Objective: The effect of omeprazole therapy in dyspepsia is unpredictable. The aim of this study was to identify patient characteristics and symptoms associated with the omeprazole response to improve selection of patients for empirical treatment with omeprazole.
Methods: Data from a randomized controlled trial of 471 patients with ulcer-like or reflux-like dyspepsia treated with omeprazole 20 mg daily (243 patients) or placebo (228 patients) for 2 wk were studied using logistic regression analysis. The patients were randomly divided into a model sample (N = 236) for modeling the association between the omeprazole response and descriptive variables, and a test sample (N = 235) for testing the obtained model.

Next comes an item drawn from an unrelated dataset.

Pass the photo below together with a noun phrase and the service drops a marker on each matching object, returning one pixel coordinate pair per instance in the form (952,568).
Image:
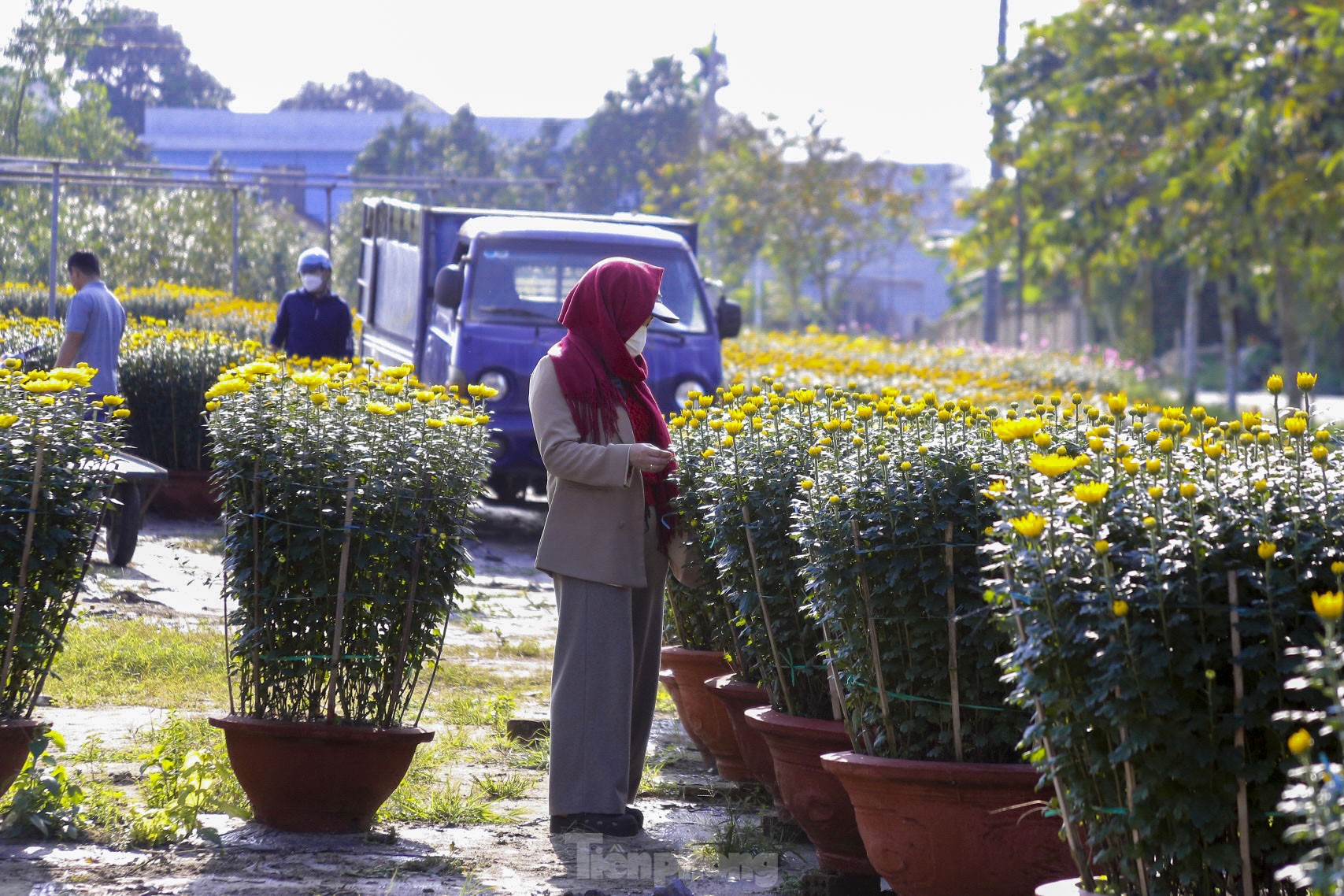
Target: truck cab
(472,296)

Results: In the model sample a high body mass index, the use of antacids or H2-blockers within the last month, or pain at night time were independently associated with a good omeprazole response, whereas the presence of nausea was associated with a poor omeprazole response. Using these variables combined into a therapeutic index, the independent test sample patients could be classified into predicted good (N = 56), medium (N = 88), and poor omeprazole responders (N = 91). In these groups the observed therapeutic gain of omeprazole (omeprazole response minus placebo response) was 39.4%, 19.3%, and 4.6%, respectively (p = 0.013). For clinical use, an easy-to-use pocket chart to obtain the therapeutic index in a given patient has been devised.
Conclusions: In dyspepsia the identification of potential responders to omeprazole can be improved by considering certain patient characteristics and symptoms associated with the omeprazole response. Applying these data using a simple pocket chart may assist decision about empirical omeprazole therapy in patients with dyspepsia in general practice.